To illuastrate this, we consider three tables which are relational through ids.
select * from movies
movie_id | title |
1 | Avengers |
2 | Frozen 2 |
3 | Joker |
select * from userss
user_id | name |
1 | Daniel |
2 | Monica |
3 | Maria |
4 | James |
select * from movierating
movie_id | user_id | rating | created_at |
1 | 1 | 3 | 2020-01-12 |
1 | 2 | 4 | 2020-02-11 |
1 | 3 | 2 | 2020-02-12 |
1 | 4 | 1 | 2020-01-01 |
2 | 1 | 5 | 2020-02-17 |
2 | 2 | 2 | 2020-02-01 |
2 | 3 | 2 | 2020-03-01 |
3 | 1 | 3 | 2020-02-22 |
3 | 2 | 4 | 2020-02-25 |
first we join
three tables (search online for all kinds of join
methods!)
select * from movierating left join userss using (user_id) left join movies using (movie_id)
movie_id | user_id | rating | created_at | name | title |
1 | 1 | 3 | 2020-01-12 | Daniel | Avengers |
1 | 2 | 4 | 2020-02-11 | Monica | Avengers |
1 | 3 | 2 | 2020-02-12 | Maria | Avengers |
1 | 4 | 1 | 2020-01-01 | James | Avengers |
2 | 1 | 5 | 2020-02-17 | Daniel | Frozen 2 |
2 | 2 | 2 | 2020-02-01 | Monica | Frozen 2 |
2 | 3 | 2 | 2020-03-01 | Maria | Frozen 2 |
3 | 1 | 3 | 2020-02-22 | Daniel | Joker |
3 | 2 | 4 | 2020-02-25 | Monica | Joker |
now we define t
as the result of joining with CTE, then find the person’s name who watched the largest number of movies, in case of a tie, choose the name that is lexicographical smaller (i.e. appears first in English dictionary).
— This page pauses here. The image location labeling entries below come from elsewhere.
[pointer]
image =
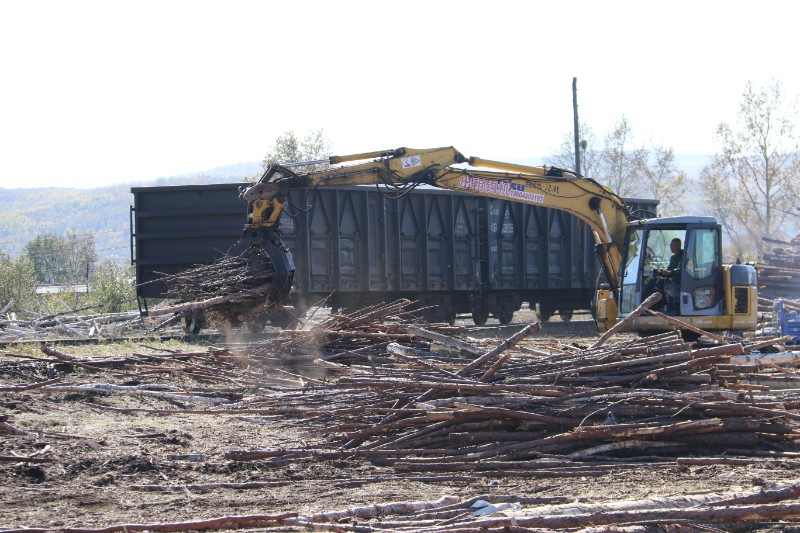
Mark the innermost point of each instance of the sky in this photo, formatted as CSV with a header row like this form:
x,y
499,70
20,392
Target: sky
x,y
94,93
We would need the counts in order to find the name, this is where a subquery is required.
-- CTE
with t as (
select * from movierating left join userss using (user_id) left join movies using (movie_id)
)
select name as results from (
-- subquery
select name, count(*) cnt from t group by user_id, name order by cnt desc, name
)
limit 1
results |
Daniel |
next steps
writing efficient SQL is a matter of practice. In the sql
directory of this repo, you can find the solution to 50 exercises collected from leetcode. They cover a wide range of problems, including what we’ve covered in this post and date operations, regular expressions… have fun learning SQL!